The generalized graph input line entry system (GGILES) package produces sequential, string representations of graphs in a NetworkX format via depth-first graph traversal, and reproduces NetworkX graphs from the string representation. GGILES is flexible and customizable, accommodating a large range of graph types and formats.

These details have not been verified by PyPI

Project links

Project description

Generalized Graph Input Line Entry System (GGILES) by

Overview

Visual Overview

Features

GGILES features graph sequentialization and subsequent graph reconstruction for:

Graphs with node types and (optionally) edge types.
Directed and undirected graphs.
Graphs with node and edge attributes as float or string

GGILES also features:

Default edge types: Default edges are not included in the string sequentialization for token efficiency and inferred in graph reconstruction.
Attribute serialization with or without attribute name (keyword attribute).
Optional or enforced attributes.
Generating unique sequences: Graph invariant calculation for sequence canonicalization.
A tokenizer for the sequence based on a regular expression.

All code examples below can also be found and run in the example notebook.

Overview
Features
Table of contents
Installation
Quickstart: Generating a string representation from a graph
Including the node and edge attributes in the sequence
- Optional attributes
Unique sequences for graphs
Configuring node- and edge types
Tokenization
References
Copyright and license
Contact

Installation

Install GGILES from pip:

pip install ggiles

or from GitHub:

pip install git+https://github.com/process-intelligence-research/Generalized-graph-line-entry-system

Alternatively, get the latest updates by cloning the repo and installing the editable version of the package with:

git clone https://github.com/process-intelligence-research/Generalized-graph-line-entry-system
cd Generalized-graph-line-entry-system
pip install .

Quickstart: Generating a string representation from a graph

Here is an example graph.

import networkx as nx
import matplotlib.pyplot as plt

G = nx.DiGraph()
G.add_node(0, type="a", id="1")
G.add_node(1, type="c", id="2")
G.add_node(2, type="b", id="3")
G.add_node(3, type="d", id="4")
G.add_node(4, type="b", id="5")
G.add_node(5, type="c", id="6")
G.add_node(6, type="a", id="7")
G.add_node(7, type="e", id="8")
G.add_node(8, type="a", id="9")
G.add_edge(0, 1, type="a-c", flt=0.1)
G.add_edge(1, 2, type="c-b", flt=1.2)
G.add_edge(2, 3, type="b-d", flt=2.3)
G.add_edge(3, 4, type="d-b", flt=3.4)
G.add_edge(4, 1, type="b-c", flt=4.1)
G.add_edge(3, 5, type="d-c", flt=3.5)
G.add_edge(6, 4, type="a-b", flt=4.6)
G.add_edge(4, 7, type="b-e", flt=5.7)

# Plot the graph
pos = nx.kamada_kawai_layout(G)  
edge_labels = nx.get_edge_attributes(G, "type")  
node_labels = nx.get_node_attributes(G, "type") 

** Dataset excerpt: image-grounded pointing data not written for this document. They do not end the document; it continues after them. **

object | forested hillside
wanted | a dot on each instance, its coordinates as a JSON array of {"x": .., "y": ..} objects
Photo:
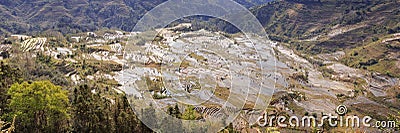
[{"x": 74, "y": 16}]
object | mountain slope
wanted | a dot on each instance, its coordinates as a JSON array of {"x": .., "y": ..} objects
[
  {"x": 73, "y": 16},
  {"x": 364, "y": 29}
]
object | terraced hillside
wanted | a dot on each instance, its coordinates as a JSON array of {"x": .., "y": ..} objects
[{"x": 366, "y": 31}]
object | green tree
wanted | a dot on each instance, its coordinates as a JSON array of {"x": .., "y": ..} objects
[
  {"x": 40, "y": 106},
  {"x": 8, "y": 75}
]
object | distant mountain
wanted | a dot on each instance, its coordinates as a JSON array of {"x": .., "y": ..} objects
[
  {"x": 72, "y": 16},
  {"x": 366, "y": 30}
]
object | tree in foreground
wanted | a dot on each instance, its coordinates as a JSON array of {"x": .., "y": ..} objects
[{"x": 40, "y": 106}]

plt.figure(figsize=(10, 8))
nx.draw(G, pos, with_labels=True, labels=node_labels, node_color='cyan', node_size=500, font_size=10, font_weight='bold')
nx.draw_networkx_edge_labels(G, pos, edge_labels=edge_labels, font_color='green', font_weight='bold')

plt.title("Example graph")

plt.show()

We want to create a string representation of this graph, where the type attribute of nodes and edges is used as a token.

from ggiles.graph_invariant import GraphInvariantProcessor, MorganAlgorithm, AlphabeticNodeOrdering
from ggiles import make_converter

invariant = GraphInvariantProcessor(layers=[MorganAlgorithm(), AlphabeticNodeOrdering("type")])
graph_converter = make_converter(invariant=invariant)
sequence = graph_converter.graph_to_sequence(G)
print(sequence)

Result

v(a)e(a-b)v(b)<1[e(b-e)v(e)]e(b-c)v(c)<&|v(a)e(a-c)&|e(c-b)v(b)e(b-d)v(d)e(d-b)1e(d-c)v(c)|nv(a)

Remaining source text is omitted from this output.